Maria’s parents pulled her out of classes. They knew what the gangs were capable of. In 2008 during the nascent stages of the gang violence, Maria’s sister went missing at the hands of a local gang and was never seen again. Eventually Maria had no choice but to run.

That was the same fate as 17-year-old Kevin, who left Honduras on his own after a gang member told him he had to join them. 

“My grandmother wanted me to leave,” he says. “She told me ‘If you don’t join, the gang will shoot you. If you do join, the rival gang will shoot you or the cops will shoot you.

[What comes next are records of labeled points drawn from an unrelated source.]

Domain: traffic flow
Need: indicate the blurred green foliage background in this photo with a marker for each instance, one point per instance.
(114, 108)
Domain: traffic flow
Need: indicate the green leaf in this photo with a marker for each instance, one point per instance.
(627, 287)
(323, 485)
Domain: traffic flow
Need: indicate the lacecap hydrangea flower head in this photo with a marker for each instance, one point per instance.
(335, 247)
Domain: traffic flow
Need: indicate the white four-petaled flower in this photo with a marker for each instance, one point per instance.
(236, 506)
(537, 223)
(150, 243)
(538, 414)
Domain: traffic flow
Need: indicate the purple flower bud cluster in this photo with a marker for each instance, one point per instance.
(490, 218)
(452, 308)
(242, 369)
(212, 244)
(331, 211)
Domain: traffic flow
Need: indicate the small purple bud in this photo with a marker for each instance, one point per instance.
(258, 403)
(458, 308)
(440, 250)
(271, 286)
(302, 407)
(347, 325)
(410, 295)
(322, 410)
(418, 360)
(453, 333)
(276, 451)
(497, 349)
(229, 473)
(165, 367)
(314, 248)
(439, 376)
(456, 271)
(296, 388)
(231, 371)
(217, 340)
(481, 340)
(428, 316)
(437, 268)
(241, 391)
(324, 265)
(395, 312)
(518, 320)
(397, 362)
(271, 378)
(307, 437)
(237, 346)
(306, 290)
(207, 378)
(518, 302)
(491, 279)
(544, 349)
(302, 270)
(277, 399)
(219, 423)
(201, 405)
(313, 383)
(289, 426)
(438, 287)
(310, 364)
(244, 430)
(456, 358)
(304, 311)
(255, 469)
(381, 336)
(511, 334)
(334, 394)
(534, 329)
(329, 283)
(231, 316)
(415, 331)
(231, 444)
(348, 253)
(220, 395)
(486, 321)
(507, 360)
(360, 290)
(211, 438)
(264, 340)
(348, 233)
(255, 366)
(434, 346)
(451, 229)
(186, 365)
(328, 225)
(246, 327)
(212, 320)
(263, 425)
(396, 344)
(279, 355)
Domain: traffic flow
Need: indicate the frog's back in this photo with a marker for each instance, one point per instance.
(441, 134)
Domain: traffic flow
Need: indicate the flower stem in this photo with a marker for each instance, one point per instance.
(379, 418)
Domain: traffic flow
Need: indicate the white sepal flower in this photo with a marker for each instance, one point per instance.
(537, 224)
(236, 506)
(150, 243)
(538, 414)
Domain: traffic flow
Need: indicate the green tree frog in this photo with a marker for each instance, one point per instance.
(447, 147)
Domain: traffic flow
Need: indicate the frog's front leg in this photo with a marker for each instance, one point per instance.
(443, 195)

But if you leave, no one will shoot you.’”

The number of unaccompanied and separated children like Maria and Kevin driven to run for their lives from the violence suffocating the North of Central America has doubled every year since 2011, in what has become a silent crisis that can no longer be ignored. 

To meet their needs, UNHCR, the UN Refugee Agency, is today launching the Children on the Run campaign, calling on donors and the public to join them in raising US$18 million to make sure everyone fleeing the mayhem engulfing the region has a place of refuge. 

“An ever-greater number of children are fleeing extortion, forced recruitment, exploitation and sexual violence across the region,” said Renata Dubini, UNHCR’s Director for the Americas. "More funds are urgently needed to provide them and their families with a place of safety."

"An ever-greater number of children are fleeing extortion, forced recruitment, exploitation and sexual violence."

The pace at which men, women and children are seeking safety elsewhere is accelerating. UNHCR estimates that 182,400 refugees fled the northern region of Central America in 2016, a tenfold increase over five years.

And among them are children fleeing alone. In Mexico alone, more than 16,000 unaccompanied children were detained by authorities in 2016. More than half – 58 per cent - of these unaccompanied children reached Mexico’s border with the United States, in need of international protection.

This massive influx of Central American refugees in recent years is overwhelming authorities in countries of asylum, especially in Mexico. Asylum requests there have doubled every year since 2011 and they increased 152 per cent last year, although claims are also soaring in Belize, Nicaragua, Costa Rica and Panama.

“It’s easy to talk about the Syrian refugee crisis, but it costs us to recognize what’s happening here,” Mexican actor Diego Luna told an event marking the launch of the campaign. “Today Mexico … is no longer just a place of transit, it’s become the place that many people want to reach.”

UNHCR has been ramping up its efforts across North and Central America to receive these refugees, offering cash assistance, operating shelters, and setting up legal and psychological services.

But with the crisis shows no sign of letting up, UNHCR cannot support the thousands of children and families desperate for a safe haven without your help.